Serkan, kapıya doğru ilerledi. Kapıyı açtıktan sonra duraksadı.
"Ne var?"
"Elbise... Yakışmış" dedi ve çıktı.
Eda önce neden dediğini hatırlamasa da sonra elbisenin Serkan'dan hediye olduğunu anımsadı. Düşünmeden giymişti ve Serkan da görmüş bir şeyler düşünmüştü. Eda henüz affetmeyi düşünmezken Serkan'a istemeden bir şeyler ima eder gibi olduğunu düşünerek bilgisayarını açtı. Saatlerce çalışmanın ardından Eda ofisten çıkarken Serkan'la karşılaştı.
"Yarın Cuma"
"Yani?"
"Akşama kadar bir karar vermiş olman gerekiyor ya, hatırlatmak istedim"
"Peki, sağol"
"Ne demek"
"İyi akşamlar"
"Sana da"
İkisi de arabalarına binip evlerine gittiler.
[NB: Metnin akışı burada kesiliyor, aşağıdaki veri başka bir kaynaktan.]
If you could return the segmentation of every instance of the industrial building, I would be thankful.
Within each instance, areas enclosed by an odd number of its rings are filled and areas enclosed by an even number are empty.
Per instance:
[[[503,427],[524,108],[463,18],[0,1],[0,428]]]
Eda biraz çizim yaptı, sosyal medya da dolaştı ve kitap okuyarak uyudu. Serkan neredeyse sabaha kadar çalıştı ve iki üç saatlik uyku uyuduktan sonra kalkıp sporunu yaptı, duş aldı ve kahvesini alıp maillerini kontrol etmeye başladı. Eda'ysa uyanıp duş aldı kot şortunun üstüne haki bir büstiyer ve siyah blazer bir ceketle, altına siyah topuklu sandaletler giydi. Kahvaltısını yaptıktan sonra kendi şirketine gitti. Serkan'sa çoktan Art Life'taydı.
"Leyla!"
"Efendim Serkan bey?"
"Eda geldi mi?"
"Hayır Eda hanım henüz gelmedi"
"Ne zaman gelecek?"
"Arayıp öğreneyim mi?"
"İyi olur"
Leyla, dışarı çıktıktan bir kaç dakika sonra kapıyı tıklatarak geri döndü.
"Eda hanım bugün gelmeyecekmiş"
"Bir şey mi olmuş?"
"Hayır, kendi şirketindeymiş sadece o kadar"
"Peki. Teşekkür ederim Leyla"
"Başka bir şey?"
"Yok, çıkabilirsin"
Her ikisi de kendini işe verdi. Saatlerce çalışmadan sonra Serkan, saatini kontrol etti ve neredeyse akşam olduğunu görünce işlerini hızlıca halledip eve geçti. Kendisine bir kahve yapıp Eda'yı beklemeye başladı. Eda, henüz karar verememişti ve aslında gitmeye de niyeyse pek cesaret edemiyordu. Bu yüzden gitmeme kararı almıştı. Serkan, saatlerce Eda'yı bekledikten sonra sabaha karşı uyuya kaldı. Eda'ysa kararını defalarca gözden geçirip yine cesaret edememiş düşünürken uyuya kalmıştı.
...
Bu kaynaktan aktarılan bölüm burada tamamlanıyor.